The machine dutifully rose and a disaster was only narrowly averted as the policemen preferring their feet on the ground dropped off one by one. Satisfied that there was sufficient lift to accommodate the engine, this was duly fitted but the first run was a disaster, the propeller shattered. 

A replacement variable pitch version was quickly obtained from Avro but then there was another problem. The integrated fuel tank and supply pipe had not arrived, the project could have beenwhi delayed by several months. 

Lilian then showed her ability for sideways thinking, something all engineers need to master. She used a whisky bottle as a fuel tank and fed the engine by way of her deaf aunt’s ear trumpet. Good job there was no health and safety about in those days. 

Eventually, the proper fuel tank and feed were fitted and testing began in earnest. With the engine running there were many problems with vibration and the snapping of wires, together with self undoing of nuts and bolts. 

At this juncture a local landowner Lord O’Neill offered the use of his park at Randalstown, which would make a fine landing field. As it happened there was a large bull in the field and it was a 12 mile cycle ride to get there but Lilian was not daunted. 

In August 1910, the weather was calm so Lilian in Mayfly powered up and after a run of 30 yards rose gently into the air, in doing so Lilian became the first woman in the world to build and fly her own aeroplane. 

After several short hops Lilian gradually increased the distances and flying times but she realized that Mayfly was underpowered and a bigger engine would require a new design and a lot of money.
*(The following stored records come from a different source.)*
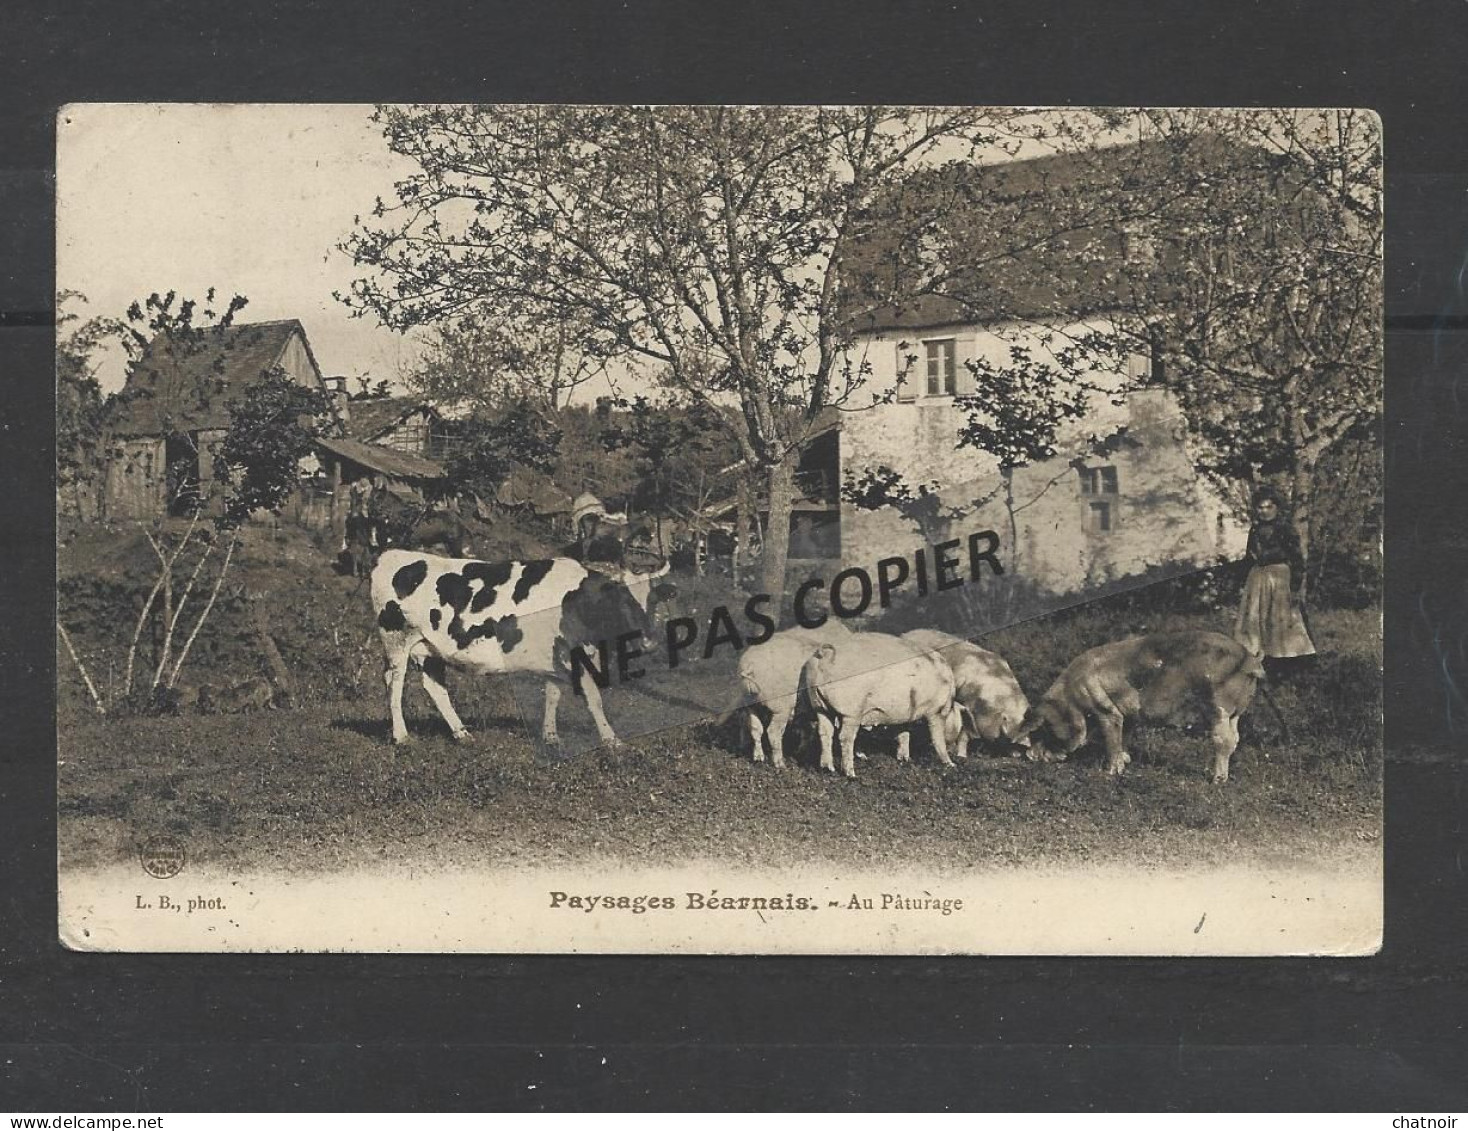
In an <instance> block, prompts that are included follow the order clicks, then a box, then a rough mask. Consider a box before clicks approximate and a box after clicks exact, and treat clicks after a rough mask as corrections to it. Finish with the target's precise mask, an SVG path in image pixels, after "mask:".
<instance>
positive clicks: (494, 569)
mask: <svg viewBox="0 0 1468 1131" xmlns="http://www.w3.org/2000/svg"><path fill="white" fill-rule="evenodd" d="M514 568H515V563H512V561H471V563H470V564H468V565H465V567H464V576H465V577H468V579H470V580H471V582H483V583H484V585H504V583H505V582H508V580H509V574H511V573H512V571H514Z"/></svg>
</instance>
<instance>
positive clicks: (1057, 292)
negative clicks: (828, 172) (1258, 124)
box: [846, 135, 1274, 332]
At the same time her father was very concerned about her safety and bribed her with the present of a motor car in order to stop flying. Liking the car so much she taught herself to drive and began running a Ford agency in Belfast.

Family disapproval of such ‘unladylike’ activities led to her marrying a Canadian cousin with whom she settled in Vancouver, the pair establishing a farm in quite rough country, which suited her fiery spirit. Lilian returned to England in 1935 before retiring to Cornwall in 1955. She died in in Penzance in 1955.